In O’Donnell’s film, it’s all in the ‘Family’

Rosie O’Donnell  (Associated Press)
David Bauder Associated Press

HBO wasn’t looking for a political film when it asked Rosie O’Donnell to make a documentary about families, but realized in progress that it had one.

“A Family Is a Family Is a Family: A Rosie O’Donnell Celebration,” which debuts tonight at 7, is primarily children talking about their families: adopted children, those with two moms, those with two dads, those taken care of by a grandparent, single parents, multiracial blends.

Oh, and a mother and a father living under the same roof.

All were comfortable with their own families, even if some in society are not comfortable with all the different family configurations.

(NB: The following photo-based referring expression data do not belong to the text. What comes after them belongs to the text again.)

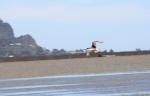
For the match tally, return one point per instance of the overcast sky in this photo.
(73, 24)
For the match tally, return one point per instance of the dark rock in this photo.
(17, 46)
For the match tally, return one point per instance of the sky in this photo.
(73, 24)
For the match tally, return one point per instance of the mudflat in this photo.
(74, 66)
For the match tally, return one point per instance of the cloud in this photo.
(67, 13)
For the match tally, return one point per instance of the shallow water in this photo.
(110, 84)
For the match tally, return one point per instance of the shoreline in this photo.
(97, 65)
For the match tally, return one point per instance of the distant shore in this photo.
(71, 56)
(106, 64)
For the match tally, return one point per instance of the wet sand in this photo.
(74, 66)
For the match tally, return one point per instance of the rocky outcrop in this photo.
(6, 33)
(17, 46)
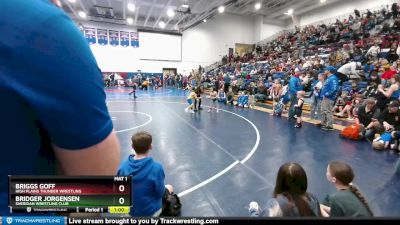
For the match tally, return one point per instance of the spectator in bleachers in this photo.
(55, 117)
(294, 87)
(221, 95)
(147, 177)
(348, 200)
(340, 102)
(262, 93)
(395, 10)
(329, 93)
(374, 50)
(388, 94)
(349, 71)
(392, 54)
(389, 119)
(367, 115)
(290, 198)
(276, 93)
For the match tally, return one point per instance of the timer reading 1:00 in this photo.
(118, 209)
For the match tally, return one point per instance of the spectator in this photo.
(329, 93)
(294, 87)
(221, 95)
(367, 115)
(374, 50)
(391, 93)
(69, 127)
(291, 198)
(349, 71)
(348, 201)
(147, 177)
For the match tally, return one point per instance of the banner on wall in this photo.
(135, 39)
(90, 35)
(102, 37)
(124, 37)
(114, 37)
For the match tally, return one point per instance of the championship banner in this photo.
(135, 39)
(90, 35)
(124, 36)
(102, 36)
(114, 37)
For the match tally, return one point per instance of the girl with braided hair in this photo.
(348, 201)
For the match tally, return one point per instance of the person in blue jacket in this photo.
(329, 93)
(294, 87)
(148, 176)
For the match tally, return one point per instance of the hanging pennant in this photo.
(135, 39)
(90, 35)
(124, 37)
(102, 37)
(114, 37)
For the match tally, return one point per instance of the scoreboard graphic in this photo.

“All children need to see their own lives reflected in the media and need to be included when there are discussions about family,” said O’Donnell, who has four children.

“To vilify a whole group of people, or children, because of the sexual orientation of their parents, I don’t know if that does anything to help the next generation,” the 47-year-old comedian-actress said.

Producers set out initially to find nontraditional families with the idea of comforting anxieties, showing these children that deep down, families are families.

Seeing them all together made Sheila Nevins, head of HBO’s documentary unit, realize that it was making a political point.

With the effort to be all-inclusive, Nevins said that near the end, she realized they hadn’t talked to enough families with a married mother and father.

“There are no endorsements,” she said. “It’s just kids expressing what it means to be in a family.”

Some animation and music from the likes of Ziggy Marley singing with his mother and sister complement the kids.

Two moms are shown preparing to get married with their children involved, two dads say a prayer at the kitchen table with the daughter they adopted, and three brothers who live with their mother and grandmother mug for the camera.

Even her own children sometimes struggle with issues of family identity, with adoption and test-tube conception, O’Donnell said. She asked all four what would be their ideal family and got four different answers, including one who said a mother and father.

She and Nevins talked about whether O’Donnell and her family should be in the film, particularly as it was being made at a period of transition with O’Donnell and her partner Kelli Carpenter separating.

Ultimately, they decided it would seem strange without them.

“I wanted it to be a stew, a stew with equal portions of everything – a little bit of me, a little carrots, a little celery,” O’Donnell said. “I just wanted to be one of the many vegetables in the pot.”